Eine weitere aktuelle Entwicklung in der Branche ist, dass auch Regionalflugzeuge zum Umbau gebracht werden. Mit mehr als 1.600 E-Jets, die weltweit von Embraer als Passagierflugzeuge ausgeliefert wurden, profitieren P2F-Kunden von einem gut etablierten, ausgereiften und globalen Servicenetzwerk. Embraer hat die FAA-Installationskonformität für die E190F abgeschlossen, ein entscheidender Schritt im E-Freighter-Programm. Dies bestätigt, dass die neuen Komponenten am Flugzeug die Zertifizierungsanforderungen erfüllen und für einen sicheren Frachtbetrieb korrekt installiert sind.
Embraer rüstet seine E-Jet-Passagierflugzeuge zu Frachtflugzeugen um, darunter die E190 und E195. Die E190F absolvierte im April 2024 ihren Erstflug in São José dos Campos, Brasilien.
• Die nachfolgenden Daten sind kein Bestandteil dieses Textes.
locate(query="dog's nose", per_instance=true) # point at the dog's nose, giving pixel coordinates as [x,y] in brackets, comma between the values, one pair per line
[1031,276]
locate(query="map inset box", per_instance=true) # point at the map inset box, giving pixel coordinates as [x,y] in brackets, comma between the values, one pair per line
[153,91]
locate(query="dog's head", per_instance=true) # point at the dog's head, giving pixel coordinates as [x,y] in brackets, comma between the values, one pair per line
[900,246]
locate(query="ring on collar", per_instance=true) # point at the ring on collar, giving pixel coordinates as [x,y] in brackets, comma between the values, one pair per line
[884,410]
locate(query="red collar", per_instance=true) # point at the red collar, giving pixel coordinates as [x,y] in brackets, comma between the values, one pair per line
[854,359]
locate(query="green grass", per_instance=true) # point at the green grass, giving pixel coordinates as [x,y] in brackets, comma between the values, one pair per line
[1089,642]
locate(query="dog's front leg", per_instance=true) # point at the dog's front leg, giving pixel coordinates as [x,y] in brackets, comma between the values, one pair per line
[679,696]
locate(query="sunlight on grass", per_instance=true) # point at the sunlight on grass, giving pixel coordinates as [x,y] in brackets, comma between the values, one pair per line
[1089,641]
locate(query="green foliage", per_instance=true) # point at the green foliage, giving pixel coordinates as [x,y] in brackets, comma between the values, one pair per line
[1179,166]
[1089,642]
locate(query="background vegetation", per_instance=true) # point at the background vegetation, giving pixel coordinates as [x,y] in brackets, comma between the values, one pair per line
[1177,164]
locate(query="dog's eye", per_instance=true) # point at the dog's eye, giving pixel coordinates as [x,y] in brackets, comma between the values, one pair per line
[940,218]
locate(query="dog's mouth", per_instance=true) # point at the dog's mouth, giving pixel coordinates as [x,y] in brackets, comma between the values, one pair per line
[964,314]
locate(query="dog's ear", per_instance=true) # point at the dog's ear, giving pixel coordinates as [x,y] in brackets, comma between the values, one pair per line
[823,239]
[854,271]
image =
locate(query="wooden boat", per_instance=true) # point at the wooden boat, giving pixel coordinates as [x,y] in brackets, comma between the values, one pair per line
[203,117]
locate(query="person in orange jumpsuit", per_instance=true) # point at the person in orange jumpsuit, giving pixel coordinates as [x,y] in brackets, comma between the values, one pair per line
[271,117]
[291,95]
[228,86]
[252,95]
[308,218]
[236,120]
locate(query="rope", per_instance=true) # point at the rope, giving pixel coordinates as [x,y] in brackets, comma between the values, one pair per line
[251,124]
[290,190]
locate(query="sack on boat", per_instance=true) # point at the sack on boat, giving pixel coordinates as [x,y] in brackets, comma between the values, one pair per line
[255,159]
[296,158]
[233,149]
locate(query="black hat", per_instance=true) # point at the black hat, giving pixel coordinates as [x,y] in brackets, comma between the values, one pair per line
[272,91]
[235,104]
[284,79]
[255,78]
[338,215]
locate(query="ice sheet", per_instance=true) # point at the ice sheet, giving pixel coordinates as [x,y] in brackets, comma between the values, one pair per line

Gemäss Embraer werden umgerüstete E-Jets über 50 Prozent mehr Volumenkapazität, die dreifache Reichweite von Grossfracht-Turboprops und bis zu 30 Prozent niedrigere Betriebskosten im Vergleich zu Schmalrumpfflugzeugen bieten. Die maximale Nutzlast des E190F beträgt 13.500 kg und des E195F 14.300 kg.
Embraer geht davon aus, dass es in den nächsten 20 Jahren einen potenziellen Markt von bis zu 700 Flugzeugen in der Klasse der E-Frachter gibt – 250 Ersatzflugzeuge für bestehende Flugzeuge und 450 durch ein Marktwachstum. Als P2F-Ausgangsmaterial hat Embraer weltweit 380 E190- und 90 E195-Passagierflugzeuge identifiziert.